St Mary's Cathedral


The Tickell Organ

The new organ was built in 2012–13 by Kenneth Tickell of Northampton. Below are an extract of the address given at the blessing of the organ and a summary of the organ’s technical features.

An extract from the address given at the service of blessing of the Tickell organ:

The life of this building – first a parish church and then, from 1850, a cathedral – has encompassed nearly 170 years, during which organ-design has changed more rapidly than at any other time in history. The same might also be said about the Catholic Church’s liturgical ethos and practices. The organ here, for instance, has moved from the west end to the sanctuary at the east end, then to a place in the nave, and finally back to a gallery at the west end. And with it has moved the cathedral choir, for one of the organ’s primary purposes is of course to accompany and support them. The years that the organ here was entombed in a chamber at the east end were the nadir of its existence, as they were for British organ-design generally. 

The Tickell organ

In recent decades, however, an historically-informed renaissance in organ design and organ building, led by such craftsmen as Kenneth Tickell, has transformed the British organ scene and has allowed St Mary’s Cathedral to commission such a glorious instrument as it now has. The new instrument ranks alongside those in St Chad’s Cathedral, Birmingham, and Westminster Cathedral as the finest in any Catholic cathedral in the country: be in no doubt. We should thank all involved in its creation: organ craftsman Kenneth Tickell and his team; architect Kevin Doonan; the Cathedral musicians, Howard Baker and David Allison, as well as Cathedral volunteer Judith Clancy; previous Cathedral Deans Fr Michael Campion and Fr Peter Leighton; Brian Varley for energising the project; the Diocesan Trustees; and of course the donor Martin Ballinger, who made it all possible.
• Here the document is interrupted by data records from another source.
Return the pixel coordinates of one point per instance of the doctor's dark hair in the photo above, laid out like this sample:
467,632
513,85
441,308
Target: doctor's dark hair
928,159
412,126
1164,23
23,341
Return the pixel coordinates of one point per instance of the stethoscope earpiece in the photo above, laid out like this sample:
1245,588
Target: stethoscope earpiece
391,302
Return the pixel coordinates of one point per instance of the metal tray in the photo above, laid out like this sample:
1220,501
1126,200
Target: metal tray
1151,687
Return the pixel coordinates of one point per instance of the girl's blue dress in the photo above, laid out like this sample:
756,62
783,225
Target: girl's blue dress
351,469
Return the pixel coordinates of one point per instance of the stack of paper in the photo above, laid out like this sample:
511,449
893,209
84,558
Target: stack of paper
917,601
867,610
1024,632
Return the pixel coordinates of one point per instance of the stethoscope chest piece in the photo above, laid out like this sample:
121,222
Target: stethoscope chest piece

The trumpets (chamade) of the Tickell organ

Some technical information:

The main organ case contains the Great and Pedal divisions, with the Swell behind and the full-length wooden pipes of the Contra Bass 16 standing behind the swell box. The Choir organ is placed in its own case at the front of the gallery. The centre of both cases has been kept low to afford the maximum view of the tracery of the west window. The cases are framed of oak, with painted and gilded panels. The design aims to be sympathetic to Pugin’s architecture, and the colours have been chosen to complement the existing decoration in the Cathedral. The front pipes of the organ are of polished tin metal, with gilded mouths. The pipe shades above the tops of the pipes are carved in lime wood, depicting various flower associated with the Blessed Virgin Mary. The organ has mechanical (tracker) key actions with an electric stop action and piston system.